01.Association02.Inferential tests - sporedata/researchdesigneR GitHub Wiki

1. Use cases: in which situations should I use this method?

They are used to compare two variables (or a variable vs. a population) as an initial exploratory analysis or explore unadjusted relations. Unadjusted relations are useful since they show "the world as it is" rather than exploring causes.

2. Input: what kind of data does the method require?

  1. Cross-sectional or longitudinal data
  2. Outcome and predictor variables

For each of the tests below, there is a frequentist and a Bayesian version of the test.

  • T-tests - comparing a continuous variable across two groups, i.e. a continuous and a dichotomous variable. A t-test requires a continuous outcome variable and a dichotomous (yes/no) predictor.
  • Chi-square tests - compares two categorical variables. Chi-square tests requires a categorical outcome variable and a categorical outcome variable
  • Correlation tests - compares to continuous variables.
  • Standardized Mean Difference (SMD) - comparing a continuous variable across two groups, i.e. a continuous and a dichotomous variable. We consider the following guidelines when interpreting SMD magnitude: SMD = 0.2 corresponds to a small effect; SMD = 0.5 corresponds to a medium effect; and SMD = 0.8 corresponds to a large effect [4]
  • Population Attributable Fraction (PAF) - calculates the contribution of individual risk factors to the burden of disease [5] [7].
  • Frequentist tests are chosen by algorithm. Common ones include

    • Two-sample t-test - outcome close to a normal distribution, risk factor dichotomous, patients coming from two distinct samples
    • Paired t-test
    • One-sample t-test
    • Chi-square test
    • Correlation test
  • Mock dataset

    • library(fabricatr)
      patients <- fabricate(
      N = 1000,
      gender = draw_binary(0.5, N = N),
      qol = round(runif(N, 45, 90)),
      age = round(runif(N, 18, 85)),
      prepost = draw_binary(prob = ifelse(qol < 40, 0.4, 0.7), N=N),
      rural = draw_binary(prob = ifelse(qol < 55, 0.3, 0.9), N=N)
      )

3. Algorithm: how does the method work?

Model mechanics

  • Bayesian inferential tests are based on the presence of prior belief (in clinical research often being mildly informative) being updated by data, and generating a posterior belief

Describing with code

  • Explanatory analysis

outcomes <- c("qol")
predictors <- c("gender", "age")
confounders <- c()
expanalysis <- sdatools::ExplanatoryAnalysis(data, predictors, confounders, outcomes, split_predictors = TRUE,
preprocess_missing = FALSE,
preprocess_linear_combos = FALSE,
preprocess_nzv = FALSE,
preprocess_high_correlation = FALSE,
labels = NULL)
knitr::kable(t(sdatools::predictedMeans(expanalysis)))

Data science packages

  • rstan [1] and brms [2] for Bayesian methods.
  • frequentist t-tests, Chi square tests, and correlation tests are available as part of base R, as well as across dozens of different packages.
  • epiR for Population Attributable Fraction [3].

Suggested companion methods

Learning materials

  1. Books

4. Output: how do I interpret this method's results?
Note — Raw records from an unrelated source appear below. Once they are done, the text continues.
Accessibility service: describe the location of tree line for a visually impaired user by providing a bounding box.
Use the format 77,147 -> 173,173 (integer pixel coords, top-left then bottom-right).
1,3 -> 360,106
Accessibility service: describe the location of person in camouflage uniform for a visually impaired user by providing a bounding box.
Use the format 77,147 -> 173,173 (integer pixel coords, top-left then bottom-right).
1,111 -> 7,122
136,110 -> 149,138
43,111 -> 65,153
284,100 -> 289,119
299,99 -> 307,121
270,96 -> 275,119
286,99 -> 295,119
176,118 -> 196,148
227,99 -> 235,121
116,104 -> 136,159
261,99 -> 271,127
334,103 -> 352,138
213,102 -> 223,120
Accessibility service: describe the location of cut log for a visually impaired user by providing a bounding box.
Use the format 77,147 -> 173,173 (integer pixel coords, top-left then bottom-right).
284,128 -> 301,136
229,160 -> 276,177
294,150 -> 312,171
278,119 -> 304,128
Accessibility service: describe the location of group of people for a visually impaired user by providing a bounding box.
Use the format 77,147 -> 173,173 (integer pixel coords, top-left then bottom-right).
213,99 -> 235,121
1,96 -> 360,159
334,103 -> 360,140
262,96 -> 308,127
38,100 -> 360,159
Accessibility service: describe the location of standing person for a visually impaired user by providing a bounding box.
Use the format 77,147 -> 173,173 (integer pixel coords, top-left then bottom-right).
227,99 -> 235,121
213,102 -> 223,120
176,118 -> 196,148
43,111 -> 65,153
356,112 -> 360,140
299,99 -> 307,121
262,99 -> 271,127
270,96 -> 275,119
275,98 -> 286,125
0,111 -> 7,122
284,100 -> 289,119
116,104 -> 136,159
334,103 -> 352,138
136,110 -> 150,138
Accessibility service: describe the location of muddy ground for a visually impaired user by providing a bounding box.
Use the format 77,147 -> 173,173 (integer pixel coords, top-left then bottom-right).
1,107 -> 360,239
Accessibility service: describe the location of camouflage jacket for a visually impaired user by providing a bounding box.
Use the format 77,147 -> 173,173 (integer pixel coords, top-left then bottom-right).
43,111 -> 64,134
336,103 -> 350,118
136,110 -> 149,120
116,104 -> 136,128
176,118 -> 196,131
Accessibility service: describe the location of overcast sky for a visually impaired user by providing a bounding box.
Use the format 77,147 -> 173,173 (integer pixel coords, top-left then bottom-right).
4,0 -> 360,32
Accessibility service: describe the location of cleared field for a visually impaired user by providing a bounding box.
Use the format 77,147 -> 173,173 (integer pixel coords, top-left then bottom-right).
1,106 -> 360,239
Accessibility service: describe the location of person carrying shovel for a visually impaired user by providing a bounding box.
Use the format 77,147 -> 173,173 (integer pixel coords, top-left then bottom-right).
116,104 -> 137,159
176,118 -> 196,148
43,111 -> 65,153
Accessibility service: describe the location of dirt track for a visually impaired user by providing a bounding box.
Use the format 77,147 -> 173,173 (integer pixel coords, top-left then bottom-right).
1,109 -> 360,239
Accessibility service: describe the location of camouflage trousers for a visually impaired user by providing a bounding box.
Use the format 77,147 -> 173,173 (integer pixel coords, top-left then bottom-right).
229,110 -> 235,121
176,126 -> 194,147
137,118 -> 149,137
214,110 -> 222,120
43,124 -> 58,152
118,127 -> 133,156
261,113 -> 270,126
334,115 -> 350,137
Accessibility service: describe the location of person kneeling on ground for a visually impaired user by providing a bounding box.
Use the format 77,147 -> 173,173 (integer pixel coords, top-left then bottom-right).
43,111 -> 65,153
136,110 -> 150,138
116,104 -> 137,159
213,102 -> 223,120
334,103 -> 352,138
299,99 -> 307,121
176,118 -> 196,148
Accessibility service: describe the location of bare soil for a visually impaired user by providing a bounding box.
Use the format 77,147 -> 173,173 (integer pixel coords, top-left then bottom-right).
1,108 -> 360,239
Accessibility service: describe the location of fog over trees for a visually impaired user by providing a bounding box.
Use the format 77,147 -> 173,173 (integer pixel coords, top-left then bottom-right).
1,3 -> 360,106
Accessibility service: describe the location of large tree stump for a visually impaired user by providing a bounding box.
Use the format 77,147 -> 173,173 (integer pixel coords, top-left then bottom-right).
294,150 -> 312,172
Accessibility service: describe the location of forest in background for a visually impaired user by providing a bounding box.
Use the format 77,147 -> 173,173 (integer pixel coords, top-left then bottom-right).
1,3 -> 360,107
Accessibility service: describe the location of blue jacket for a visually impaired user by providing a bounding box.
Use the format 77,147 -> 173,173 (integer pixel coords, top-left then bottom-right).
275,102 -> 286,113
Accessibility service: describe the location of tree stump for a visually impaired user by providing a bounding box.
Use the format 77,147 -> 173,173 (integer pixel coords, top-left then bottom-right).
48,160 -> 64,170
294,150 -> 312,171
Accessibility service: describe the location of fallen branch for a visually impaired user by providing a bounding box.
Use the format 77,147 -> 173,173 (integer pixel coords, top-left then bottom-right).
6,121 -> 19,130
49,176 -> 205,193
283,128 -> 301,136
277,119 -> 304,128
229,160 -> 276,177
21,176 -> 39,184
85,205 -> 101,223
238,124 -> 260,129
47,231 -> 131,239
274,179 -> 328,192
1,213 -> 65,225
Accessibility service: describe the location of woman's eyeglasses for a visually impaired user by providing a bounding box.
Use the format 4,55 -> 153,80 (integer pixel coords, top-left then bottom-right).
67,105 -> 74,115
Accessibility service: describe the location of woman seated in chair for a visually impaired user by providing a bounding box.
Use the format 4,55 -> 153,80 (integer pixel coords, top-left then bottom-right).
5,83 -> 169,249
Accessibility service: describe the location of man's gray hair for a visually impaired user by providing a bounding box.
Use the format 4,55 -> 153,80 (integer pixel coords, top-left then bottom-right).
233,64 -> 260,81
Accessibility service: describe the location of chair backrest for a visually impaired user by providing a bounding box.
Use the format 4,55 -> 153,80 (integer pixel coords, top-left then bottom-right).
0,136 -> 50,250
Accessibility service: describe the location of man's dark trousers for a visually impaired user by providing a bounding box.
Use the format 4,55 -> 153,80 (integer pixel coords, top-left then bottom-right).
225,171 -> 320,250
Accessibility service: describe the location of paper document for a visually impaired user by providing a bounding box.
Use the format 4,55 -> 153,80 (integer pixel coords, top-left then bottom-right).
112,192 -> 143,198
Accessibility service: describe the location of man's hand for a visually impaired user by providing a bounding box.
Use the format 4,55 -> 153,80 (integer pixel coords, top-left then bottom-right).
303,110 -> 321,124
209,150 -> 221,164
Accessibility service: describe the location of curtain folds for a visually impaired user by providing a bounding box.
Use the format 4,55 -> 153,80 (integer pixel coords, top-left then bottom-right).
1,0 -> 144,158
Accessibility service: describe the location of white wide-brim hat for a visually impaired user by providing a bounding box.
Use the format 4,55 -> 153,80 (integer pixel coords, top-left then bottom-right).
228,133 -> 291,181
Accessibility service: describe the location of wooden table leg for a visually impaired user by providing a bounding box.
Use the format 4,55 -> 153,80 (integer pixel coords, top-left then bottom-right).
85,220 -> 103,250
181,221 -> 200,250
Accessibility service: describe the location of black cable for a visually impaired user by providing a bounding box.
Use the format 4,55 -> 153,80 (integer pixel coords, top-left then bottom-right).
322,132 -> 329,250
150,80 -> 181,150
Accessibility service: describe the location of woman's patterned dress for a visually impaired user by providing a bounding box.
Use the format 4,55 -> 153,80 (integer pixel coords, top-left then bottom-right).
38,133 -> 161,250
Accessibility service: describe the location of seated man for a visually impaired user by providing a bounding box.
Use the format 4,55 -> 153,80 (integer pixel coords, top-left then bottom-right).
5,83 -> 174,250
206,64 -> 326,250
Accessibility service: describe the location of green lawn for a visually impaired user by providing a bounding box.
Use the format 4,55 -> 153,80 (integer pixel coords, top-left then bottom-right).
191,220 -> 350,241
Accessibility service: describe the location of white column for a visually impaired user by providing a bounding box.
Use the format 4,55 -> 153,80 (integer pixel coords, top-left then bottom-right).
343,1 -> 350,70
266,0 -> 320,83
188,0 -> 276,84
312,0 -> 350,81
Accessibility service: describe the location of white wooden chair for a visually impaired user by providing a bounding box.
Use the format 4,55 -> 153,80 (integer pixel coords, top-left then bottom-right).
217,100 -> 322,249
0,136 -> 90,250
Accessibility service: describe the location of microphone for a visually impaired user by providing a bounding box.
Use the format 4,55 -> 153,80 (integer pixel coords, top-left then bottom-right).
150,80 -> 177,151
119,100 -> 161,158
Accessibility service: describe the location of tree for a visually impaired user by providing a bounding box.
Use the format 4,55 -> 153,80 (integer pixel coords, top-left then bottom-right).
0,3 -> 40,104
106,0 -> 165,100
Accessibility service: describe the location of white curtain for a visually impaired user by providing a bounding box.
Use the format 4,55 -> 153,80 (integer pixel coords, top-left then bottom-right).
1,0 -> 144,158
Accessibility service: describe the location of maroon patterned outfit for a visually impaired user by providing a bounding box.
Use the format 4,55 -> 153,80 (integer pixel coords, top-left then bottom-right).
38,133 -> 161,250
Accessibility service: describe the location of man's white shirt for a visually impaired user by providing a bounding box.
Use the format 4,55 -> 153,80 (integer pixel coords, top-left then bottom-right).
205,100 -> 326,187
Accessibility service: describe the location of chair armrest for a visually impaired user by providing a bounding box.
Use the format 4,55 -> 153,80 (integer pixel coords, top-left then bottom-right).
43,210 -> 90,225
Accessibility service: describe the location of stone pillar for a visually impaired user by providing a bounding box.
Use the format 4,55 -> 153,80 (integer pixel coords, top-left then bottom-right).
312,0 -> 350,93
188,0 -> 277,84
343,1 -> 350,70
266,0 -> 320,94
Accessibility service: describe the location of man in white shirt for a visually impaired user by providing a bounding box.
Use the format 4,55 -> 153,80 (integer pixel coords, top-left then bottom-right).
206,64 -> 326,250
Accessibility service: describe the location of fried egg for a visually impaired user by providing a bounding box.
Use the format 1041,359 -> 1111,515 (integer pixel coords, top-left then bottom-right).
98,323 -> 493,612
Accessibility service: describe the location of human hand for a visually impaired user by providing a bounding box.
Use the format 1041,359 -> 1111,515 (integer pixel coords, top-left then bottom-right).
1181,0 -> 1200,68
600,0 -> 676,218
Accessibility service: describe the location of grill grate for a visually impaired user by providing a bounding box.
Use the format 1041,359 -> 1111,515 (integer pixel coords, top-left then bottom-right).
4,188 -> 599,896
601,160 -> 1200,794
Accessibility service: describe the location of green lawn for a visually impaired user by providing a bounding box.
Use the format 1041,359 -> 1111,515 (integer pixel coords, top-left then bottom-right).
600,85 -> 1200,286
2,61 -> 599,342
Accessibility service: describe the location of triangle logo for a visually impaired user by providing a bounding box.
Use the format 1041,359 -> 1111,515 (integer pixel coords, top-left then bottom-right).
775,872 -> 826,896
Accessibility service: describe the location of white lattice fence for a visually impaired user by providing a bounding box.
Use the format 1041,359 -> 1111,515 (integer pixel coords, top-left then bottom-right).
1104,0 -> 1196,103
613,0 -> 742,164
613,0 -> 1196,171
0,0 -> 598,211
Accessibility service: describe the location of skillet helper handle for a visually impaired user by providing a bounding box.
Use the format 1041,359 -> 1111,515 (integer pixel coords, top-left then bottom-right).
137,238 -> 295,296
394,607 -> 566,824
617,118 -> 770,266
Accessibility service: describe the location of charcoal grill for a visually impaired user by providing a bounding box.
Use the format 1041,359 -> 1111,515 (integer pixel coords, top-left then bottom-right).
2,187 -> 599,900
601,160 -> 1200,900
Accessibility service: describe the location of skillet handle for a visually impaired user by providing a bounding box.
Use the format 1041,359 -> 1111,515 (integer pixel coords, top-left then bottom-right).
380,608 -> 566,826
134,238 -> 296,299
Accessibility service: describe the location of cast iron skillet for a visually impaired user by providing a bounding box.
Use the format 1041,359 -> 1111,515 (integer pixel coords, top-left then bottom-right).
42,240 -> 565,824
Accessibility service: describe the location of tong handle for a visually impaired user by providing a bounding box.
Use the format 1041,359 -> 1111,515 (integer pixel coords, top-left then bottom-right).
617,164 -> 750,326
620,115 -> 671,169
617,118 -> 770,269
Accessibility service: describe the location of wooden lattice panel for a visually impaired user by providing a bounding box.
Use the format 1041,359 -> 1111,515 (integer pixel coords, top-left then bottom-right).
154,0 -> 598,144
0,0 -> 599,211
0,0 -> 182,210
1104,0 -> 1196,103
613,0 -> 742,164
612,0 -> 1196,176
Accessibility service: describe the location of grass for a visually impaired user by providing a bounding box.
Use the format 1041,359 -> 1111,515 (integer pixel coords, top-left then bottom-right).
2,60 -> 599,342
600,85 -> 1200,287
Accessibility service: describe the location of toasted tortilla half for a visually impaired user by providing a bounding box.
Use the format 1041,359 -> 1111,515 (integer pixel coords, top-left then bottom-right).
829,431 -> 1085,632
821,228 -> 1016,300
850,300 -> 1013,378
Typical tables and plots and corresponding text description

  • Table one

sdatools::tableOne(Data, vars, strata), vars <- c("age", "gender","qol", "Diabetes"), strata <- c("Cancer")

Imgur

  • Table description: r table_nums("tableOne", "Sample description.", "cite") displays a description of the study sample. We present a comparison between patients with a cancer diagnosis and no cancer diagnosis. Our total sample included 1000 patients, 673 with a cancer diagnosis and 327 with no cancer diagnosis. The sample's mean age was 50.3 (+- 19) and most were male (60.4%). Compared to patients with a cancer diagnosis, those with no cancer diagnosis presented a higher incidence of diabetes (76.7, 80, p= 0.01)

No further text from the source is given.